Well, well…what a pleasant surprise.
After reading my occasionally less-than-flattering review of some issues of Robotika I got my hands on a year or so ago (?) — though I still fear I may not have been sufficiently flattering about the parts that impressed me! — the author/artist, Alex Sheikman, was kind enough to ask me to review the relaunch of Robotika soon to emerge from Archaia Studios, scripted and co-plotted by David Moran, with colours by Joel Chua.
And, what a difference a year or so makes!
I’ll tell you this: it’s truly gorgeous stuff, and it’s all about the framing. The framing, and the close-ups, and the action. Admittedly, the story seems a bit slight at times, and I’m not sure something wouldn’t be lost if the reader wasn’t already familiar with the DIY Heavy Metal mash-up that was Robotika v.1…truthfully, though, it’s hard to care much about that, when pages have as much pop as this. No offence meant to Mr. Moran’s perfectly natural dialoguing skills, but I would imagine I’m feeling his contribution as a scripter much more strongly in a visual sense: Alex’s vastly-grown skill as a storyteller is surely what we have to thank for the pictures, of course…for the wonderful way that stops and starts of time are communicated on the page, and space is cut-up, distorted, cooked at 375 degrees for half an hour and then served nice and piping-hot on a square plate with some sort of hand-made chutney…but as a guy who makes his living by collaboration (and also as a guy who’s been fortunate enough to see a Robotika: For A Few Rubles More script), I have to say: it’s good to have a friend who can put up some proper scaffolding for you, too. It’s good to have a prep cook. Not at all to underrate David’s scripting, as I said: CG sounds natural and also recognizable as herself, and that’s a career in any league…but the main thing’s about pace. And brother is there some good pace here, in fact the pace is the second-most very engaging thing on the page here, and far moreso than what you might find (say) in your average superhero book which — it’s awful to say — is made up by today’s version of the Old Pros. And very good they are on theory, too…

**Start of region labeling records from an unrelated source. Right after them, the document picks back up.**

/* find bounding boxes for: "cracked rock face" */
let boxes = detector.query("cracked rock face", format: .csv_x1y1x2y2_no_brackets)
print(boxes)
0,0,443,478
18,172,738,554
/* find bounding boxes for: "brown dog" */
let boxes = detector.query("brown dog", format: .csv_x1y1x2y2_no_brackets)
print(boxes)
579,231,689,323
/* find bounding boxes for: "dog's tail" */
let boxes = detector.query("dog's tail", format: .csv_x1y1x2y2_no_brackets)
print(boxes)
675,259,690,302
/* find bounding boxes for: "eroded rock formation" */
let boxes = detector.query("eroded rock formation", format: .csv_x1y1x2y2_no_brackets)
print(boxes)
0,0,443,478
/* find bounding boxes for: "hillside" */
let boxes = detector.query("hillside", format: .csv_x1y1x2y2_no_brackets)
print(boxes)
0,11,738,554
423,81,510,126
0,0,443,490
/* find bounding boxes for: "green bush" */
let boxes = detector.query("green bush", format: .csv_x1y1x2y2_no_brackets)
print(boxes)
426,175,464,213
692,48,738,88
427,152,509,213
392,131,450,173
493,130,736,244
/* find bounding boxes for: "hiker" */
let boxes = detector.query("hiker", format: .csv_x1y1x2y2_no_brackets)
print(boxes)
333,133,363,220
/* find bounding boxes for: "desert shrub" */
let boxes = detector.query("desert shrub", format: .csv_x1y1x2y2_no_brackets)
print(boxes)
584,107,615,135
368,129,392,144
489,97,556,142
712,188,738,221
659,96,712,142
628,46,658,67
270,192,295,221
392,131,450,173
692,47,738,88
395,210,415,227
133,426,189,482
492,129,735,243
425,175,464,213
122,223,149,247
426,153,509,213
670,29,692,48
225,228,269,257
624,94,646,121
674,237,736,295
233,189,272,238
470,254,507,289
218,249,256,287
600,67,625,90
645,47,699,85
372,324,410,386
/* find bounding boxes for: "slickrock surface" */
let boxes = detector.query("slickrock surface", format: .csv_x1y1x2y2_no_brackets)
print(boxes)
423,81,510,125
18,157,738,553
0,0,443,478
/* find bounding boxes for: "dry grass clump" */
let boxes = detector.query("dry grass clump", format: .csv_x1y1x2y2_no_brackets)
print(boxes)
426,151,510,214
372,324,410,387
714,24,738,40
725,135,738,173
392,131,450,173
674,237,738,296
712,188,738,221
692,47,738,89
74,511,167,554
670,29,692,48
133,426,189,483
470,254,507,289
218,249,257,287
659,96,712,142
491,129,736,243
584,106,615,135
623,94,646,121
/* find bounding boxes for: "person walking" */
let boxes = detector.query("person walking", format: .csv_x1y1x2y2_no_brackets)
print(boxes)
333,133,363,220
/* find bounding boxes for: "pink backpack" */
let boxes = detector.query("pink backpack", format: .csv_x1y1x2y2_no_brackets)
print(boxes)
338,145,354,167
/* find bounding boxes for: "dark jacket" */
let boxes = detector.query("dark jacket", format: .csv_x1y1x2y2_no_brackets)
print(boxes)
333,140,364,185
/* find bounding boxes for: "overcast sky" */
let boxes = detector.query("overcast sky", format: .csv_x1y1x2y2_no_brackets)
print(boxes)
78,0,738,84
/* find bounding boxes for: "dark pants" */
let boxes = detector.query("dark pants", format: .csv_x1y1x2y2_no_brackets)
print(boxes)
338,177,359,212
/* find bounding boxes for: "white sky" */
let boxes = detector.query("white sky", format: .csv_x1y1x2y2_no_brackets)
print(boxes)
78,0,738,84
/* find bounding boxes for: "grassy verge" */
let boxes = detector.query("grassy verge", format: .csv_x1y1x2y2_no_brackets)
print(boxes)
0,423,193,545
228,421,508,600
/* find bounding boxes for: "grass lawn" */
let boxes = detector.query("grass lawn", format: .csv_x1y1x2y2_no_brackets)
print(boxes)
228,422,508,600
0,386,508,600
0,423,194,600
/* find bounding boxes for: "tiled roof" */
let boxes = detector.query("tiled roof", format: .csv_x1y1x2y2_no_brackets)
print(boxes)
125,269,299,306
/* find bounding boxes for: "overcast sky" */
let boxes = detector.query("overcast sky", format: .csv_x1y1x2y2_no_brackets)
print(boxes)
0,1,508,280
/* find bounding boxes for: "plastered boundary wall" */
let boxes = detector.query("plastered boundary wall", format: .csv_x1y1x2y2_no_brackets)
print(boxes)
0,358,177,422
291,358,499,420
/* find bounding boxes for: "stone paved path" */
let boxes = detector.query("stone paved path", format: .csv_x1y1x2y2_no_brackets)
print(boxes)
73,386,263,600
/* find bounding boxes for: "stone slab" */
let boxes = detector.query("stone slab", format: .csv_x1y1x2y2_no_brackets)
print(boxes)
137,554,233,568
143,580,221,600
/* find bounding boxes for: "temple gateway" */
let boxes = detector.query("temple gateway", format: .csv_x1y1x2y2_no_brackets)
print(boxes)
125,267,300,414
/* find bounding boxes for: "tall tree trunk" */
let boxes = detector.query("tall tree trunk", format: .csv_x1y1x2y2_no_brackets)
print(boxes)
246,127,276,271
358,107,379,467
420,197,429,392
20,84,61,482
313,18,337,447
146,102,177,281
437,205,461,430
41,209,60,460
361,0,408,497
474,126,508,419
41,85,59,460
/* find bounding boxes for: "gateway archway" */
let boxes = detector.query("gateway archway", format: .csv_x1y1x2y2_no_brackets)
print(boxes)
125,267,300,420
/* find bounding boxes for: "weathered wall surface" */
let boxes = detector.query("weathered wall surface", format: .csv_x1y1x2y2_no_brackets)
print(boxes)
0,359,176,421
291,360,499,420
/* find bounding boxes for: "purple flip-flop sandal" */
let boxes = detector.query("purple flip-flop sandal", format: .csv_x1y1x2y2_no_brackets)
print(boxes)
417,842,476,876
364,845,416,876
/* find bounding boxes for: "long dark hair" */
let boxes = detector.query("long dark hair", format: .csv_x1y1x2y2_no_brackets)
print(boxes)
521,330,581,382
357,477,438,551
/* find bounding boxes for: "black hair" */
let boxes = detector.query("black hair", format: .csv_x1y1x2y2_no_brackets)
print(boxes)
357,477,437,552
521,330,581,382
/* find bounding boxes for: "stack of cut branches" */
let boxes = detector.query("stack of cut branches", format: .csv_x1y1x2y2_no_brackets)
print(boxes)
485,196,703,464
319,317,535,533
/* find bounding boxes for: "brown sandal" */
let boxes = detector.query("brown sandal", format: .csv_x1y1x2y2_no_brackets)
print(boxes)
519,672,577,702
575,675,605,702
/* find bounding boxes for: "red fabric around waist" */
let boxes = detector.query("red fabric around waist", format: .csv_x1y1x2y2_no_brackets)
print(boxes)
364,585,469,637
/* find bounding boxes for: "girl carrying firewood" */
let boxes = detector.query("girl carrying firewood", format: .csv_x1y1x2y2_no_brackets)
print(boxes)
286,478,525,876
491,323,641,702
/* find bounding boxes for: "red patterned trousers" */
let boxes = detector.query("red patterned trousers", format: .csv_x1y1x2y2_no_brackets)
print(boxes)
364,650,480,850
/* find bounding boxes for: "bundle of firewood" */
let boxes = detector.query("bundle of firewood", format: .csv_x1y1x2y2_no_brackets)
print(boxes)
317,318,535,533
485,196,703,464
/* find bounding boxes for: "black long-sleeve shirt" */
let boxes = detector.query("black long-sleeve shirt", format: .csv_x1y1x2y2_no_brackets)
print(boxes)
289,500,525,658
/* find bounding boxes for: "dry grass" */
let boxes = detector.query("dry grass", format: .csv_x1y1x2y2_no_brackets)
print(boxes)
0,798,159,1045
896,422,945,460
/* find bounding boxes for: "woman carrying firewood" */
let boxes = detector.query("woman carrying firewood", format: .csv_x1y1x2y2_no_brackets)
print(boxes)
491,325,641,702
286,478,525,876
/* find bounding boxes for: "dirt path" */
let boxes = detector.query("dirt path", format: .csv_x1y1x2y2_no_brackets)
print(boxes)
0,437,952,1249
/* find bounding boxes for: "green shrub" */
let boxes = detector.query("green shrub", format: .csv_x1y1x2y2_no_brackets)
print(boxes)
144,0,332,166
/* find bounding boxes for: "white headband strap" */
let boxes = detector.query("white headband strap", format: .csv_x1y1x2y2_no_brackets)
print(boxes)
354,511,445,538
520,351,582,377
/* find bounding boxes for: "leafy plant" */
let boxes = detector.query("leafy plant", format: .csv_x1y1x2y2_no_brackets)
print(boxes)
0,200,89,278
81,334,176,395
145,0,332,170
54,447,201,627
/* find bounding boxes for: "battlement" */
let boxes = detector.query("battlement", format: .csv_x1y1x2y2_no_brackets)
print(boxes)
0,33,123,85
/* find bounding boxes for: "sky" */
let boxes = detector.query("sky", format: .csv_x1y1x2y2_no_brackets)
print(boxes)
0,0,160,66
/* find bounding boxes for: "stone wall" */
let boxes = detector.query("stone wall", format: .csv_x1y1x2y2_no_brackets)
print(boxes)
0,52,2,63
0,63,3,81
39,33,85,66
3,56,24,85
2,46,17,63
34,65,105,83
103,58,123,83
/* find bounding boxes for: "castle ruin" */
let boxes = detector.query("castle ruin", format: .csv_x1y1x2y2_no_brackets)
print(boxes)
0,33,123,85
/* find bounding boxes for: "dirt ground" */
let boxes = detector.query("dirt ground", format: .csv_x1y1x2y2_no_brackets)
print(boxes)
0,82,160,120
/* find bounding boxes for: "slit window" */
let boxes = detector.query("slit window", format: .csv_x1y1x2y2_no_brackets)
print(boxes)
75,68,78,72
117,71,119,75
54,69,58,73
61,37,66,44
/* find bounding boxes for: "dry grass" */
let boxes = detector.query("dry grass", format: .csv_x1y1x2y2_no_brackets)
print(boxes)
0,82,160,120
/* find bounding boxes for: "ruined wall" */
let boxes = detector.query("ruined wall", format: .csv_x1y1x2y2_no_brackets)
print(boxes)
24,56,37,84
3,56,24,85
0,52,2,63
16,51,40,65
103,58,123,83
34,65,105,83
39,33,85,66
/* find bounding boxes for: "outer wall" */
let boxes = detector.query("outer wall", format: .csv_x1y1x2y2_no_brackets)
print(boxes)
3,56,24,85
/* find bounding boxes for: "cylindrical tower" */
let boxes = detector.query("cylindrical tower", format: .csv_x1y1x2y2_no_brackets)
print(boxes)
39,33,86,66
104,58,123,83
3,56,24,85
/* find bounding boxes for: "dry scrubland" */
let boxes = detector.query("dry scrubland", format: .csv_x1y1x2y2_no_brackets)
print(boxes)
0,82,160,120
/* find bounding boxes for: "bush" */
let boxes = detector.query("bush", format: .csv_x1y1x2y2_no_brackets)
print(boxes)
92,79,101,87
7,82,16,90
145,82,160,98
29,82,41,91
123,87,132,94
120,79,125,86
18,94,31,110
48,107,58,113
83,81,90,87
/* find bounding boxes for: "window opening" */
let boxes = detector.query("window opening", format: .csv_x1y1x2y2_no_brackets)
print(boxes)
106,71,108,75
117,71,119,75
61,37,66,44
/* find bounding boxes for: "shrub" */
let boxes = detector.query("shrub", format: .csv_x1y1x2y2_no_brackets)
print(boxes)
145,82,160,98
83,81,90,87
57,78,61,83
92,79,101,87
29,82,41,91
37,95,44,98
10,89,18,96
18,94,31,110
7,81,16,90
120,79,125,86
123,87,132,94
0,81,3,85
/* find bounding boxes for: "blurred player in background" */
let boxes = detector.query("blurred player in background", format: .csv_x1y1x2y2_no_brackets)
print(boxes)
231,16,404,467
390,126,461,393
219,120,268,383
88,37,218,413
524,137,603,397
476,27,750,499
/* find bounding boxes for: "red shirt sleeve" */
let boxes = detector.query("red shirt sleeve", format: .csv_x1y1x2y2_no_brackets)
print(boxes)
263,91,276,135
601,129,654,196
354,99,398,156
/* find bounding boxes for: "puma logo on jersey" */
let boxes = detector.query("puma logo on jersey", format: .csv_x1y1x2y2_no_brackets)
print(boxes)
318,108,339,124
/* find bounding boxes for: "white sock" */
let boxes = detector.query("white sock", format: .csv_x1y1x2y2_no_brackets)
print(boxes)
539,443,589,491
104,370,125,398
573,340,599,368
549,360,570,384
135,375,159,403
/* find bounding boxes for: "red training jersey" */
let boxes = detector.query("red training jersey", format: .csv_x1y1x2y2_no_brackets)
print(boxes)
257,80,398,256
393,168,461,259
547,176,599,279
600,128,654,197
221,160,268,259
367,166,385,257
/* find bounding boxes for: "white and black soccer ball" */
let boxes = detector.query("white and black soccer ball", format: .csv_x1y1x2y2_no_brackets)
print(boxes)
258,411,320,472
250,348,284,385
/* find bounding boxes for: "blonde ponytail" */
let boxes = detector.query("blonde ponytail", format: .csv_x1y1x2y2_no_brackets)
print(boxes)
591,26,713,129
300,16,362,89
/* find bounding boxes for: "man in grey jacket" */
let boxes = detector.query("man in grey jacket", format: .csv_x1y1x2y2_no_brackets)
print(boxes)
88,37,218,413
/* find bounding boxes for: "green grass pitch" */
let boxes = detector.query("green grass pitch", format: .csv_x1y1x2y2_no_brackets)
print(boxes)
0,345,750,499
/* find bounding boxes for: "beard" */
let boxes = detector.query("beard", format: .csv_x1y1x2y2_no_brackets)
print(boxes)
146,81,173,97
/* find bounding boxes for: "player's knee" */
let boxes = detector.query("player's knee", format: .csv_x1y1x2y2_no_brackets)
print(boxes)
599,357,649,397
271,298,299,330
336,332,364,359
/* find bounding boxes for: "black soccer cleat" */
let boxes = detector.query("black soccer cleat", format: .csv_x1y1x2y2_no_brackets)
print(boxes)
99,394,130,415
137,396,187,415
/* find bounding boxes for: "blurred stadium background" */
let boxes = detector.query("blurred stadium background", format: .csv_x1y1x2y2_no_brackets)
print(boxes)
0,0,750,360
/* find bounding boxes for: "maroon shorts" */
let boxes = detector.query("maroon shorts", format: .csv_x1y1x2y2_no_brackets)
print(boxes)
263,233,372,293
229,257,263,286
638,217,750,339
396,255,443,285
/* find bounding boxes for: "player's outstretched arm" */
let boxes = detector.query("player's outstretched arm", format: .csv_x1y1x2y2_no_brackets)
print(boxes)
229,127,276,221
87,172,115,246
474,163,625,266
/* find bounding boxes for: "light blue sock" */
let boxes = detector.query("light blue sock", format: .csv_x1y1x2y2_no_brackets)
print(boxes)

But I think Alex and David could take ’em in an actual dust-up.
There’s some visual verve here. You folks won’t recognize it, I swear. The sputtery start our artist had back in Robotika v. 1, some things a-poppin, others lying a bit flat on the page…it is all full of pop here. And why?
It’s the close-ups.
That’s where the action is; you won’t find a single close-up in this Robotika that doesn’t make you jump, laugh, nod, throw up the Ozzy hands…in fact if the book has a flaw, it’s that the real action is only in the close-ups. Long-view compositions are incredibly static, I would guess by design…because there are very few medium-shots in this book, and it’s by that device that the eye is always being shocked. Everything is framing, did I say that already? The close-ups actually look like they are mere arbitrary segments of a much bigger and more claustrophobic picture, and sometimes the frame is dropped and sometimes it is pushed-in…sometimes it jostles for position with other, nearby frames, and sometimes it seems distended, busting at the seams from the volume of stuff that’s inside it. Of course part of the credit there must go to Joel Chua’s astoundingly peppy colouring…take a bow, Joel! Good Lord, somebody snap this fella up! (uh, hold on, he’s already been snapped, hasn’t he?)…that crowds and charges every panel with a density that’s awful rare…why it’s practically still mooing when it comes to the table. Sixty-four pages, and they all gleam, and not only do you care what happens, you also get that pleasure all-too-elusive these days of caring what’s happening…so let me give this book my highest praise, which is that it caught my interest, and once it caught it held it, and I was not bored, and it was a pleasant half-hour, worth the time spent…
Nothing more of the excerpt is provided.